The promise of single cell and spatial biology lends itself to intense focus on technological and computational development and large‐scale data collection efforts. We anticipate that JSTA will benefit these efforts while at the same time benefit from them. On the technology side, we have demonstrated the performance of JSTA for two variants of spatial transcriptomics, MERFISH and osmFISH. However, the algorithm is extendable and could be applied to other spatial transcriptomic approaches that are based on in situ sequencing (Lee et al, 2014; Lee et al, 2015; Turczyk et al, 2020), subcellular spatial barcoding (Ståhl et al, 2016; Salmén et al, 2018), and potentially any other spatial “omics” platforms (Gerdes et al, 2013; Lin et al, 2015; Goltsev et al, 2018; Keren et al, 2018; Lin et al, 2018; Lundberg & Borner, 2019). Additionally, cell segmentation results from JSTA can be used as input for other tools such as GIOTTO (Dries et al, 2021) and TANGRAM (preprint: Biancalani et al, 2020) to facilitate single cell and spatial transcriptomic data analysis. The benefits of JSTA are evident even with a small number of measured genes. This indicates that it is applicable to a broad range of platforms across all multiplexing capabilities. JSTA is limited by its ability to harmonize technical differences between spatial transcriptomic data modalities and the scRNAseq reference. Harmonization between datasets is an active area of research, and JSTA will benefit from these advances (preprint: Lopez et al, 2019; Stuart et al, 2019; Welch et al, 2019; Abdelaal et al, 2020; Tran et al, 2020). JSTA relies on initial seed identification (nuclei or cell centers), and incorrect identification can lead to split or merged cells. JSTA currently does not split or merge cells, but this postprocessing step could be added to further improve segmentation (Chaudhuri & Agrawal, 2010; Surut & Phukpattaranont, 2010; Correa‐Tome & Sanchez‐Yanez, 2015; Gamarra et al, 2019). On the data side, as JSTA leverages external reference data, it will naturally increase in its performance as both the quality and quantity of reference cell type taxonomies improve (HuBMAP Consortium, 2019). We see JSTA as a dynamic analysis tool that could be reapplied multiple times to the same dataset each time external reference data is updated to always provide highest accuracy segmentation, cell (sub)type classification, spDEG identification.

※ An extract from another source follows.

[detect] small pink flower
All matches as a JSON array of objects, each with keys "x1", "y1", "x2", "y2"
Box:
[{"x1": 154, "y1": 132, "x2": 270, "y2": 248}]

Due to the nascent status of spatial transcriptomics, there are many fundamental questions related to the interplay between cell (sub)types and other information gleaned from dissociative technologies and tissue and organ architecture (Trapnell, 2015; Mukamel & Ngai, 2019). Our results show that strong codependency between spatial position and transcriptional state of a cell in the hippocampus, these results mirror findings from other organs (Halpern et al, 2017; Moor et al, 2018; Egozi et al, 2020). This codependency supports the usefulness of the reference taxonomies that were developed without the use of spatial information. Agreements between cell type taxonomies developed solely based on scRNAseq and other measurement modalities, i.e., spatial position, corroborate the relevance of the taxonomical definitions created for mouse brain (Yuste et al, 2020). At the same time, the spatial measurements demonstrate the limitation of scRNAseq. We discovered many spatial expression patterns within most cell (sub)types that prior to these spatial measurements would have been considered biological heterogeneity or even noise but in fact they represent key structural features of brain organization. High accuracy mapping at the molecular and cellular level will allow us to bridge cell biology with organ anatomy and physiology pointing toward a highly promising future for spatial biology.

Materials and Methods

Tissue preparation

All experiments were performed in accordance with the United States National Institutes of Health Guide for the Care and Use of Laboratory Animals and were approved by the University of California at Los Angeles Chancellor's Animal Research Committee. B6 mouse was euthanized using carbon dioxide with cervical dislocation. Its brain was harvested and flash‐frozen in Optimal Cutting Temperature Compound (OCT) using liquid nitrogen. 15 μm sections were prepared and placed on pretreated coverslips.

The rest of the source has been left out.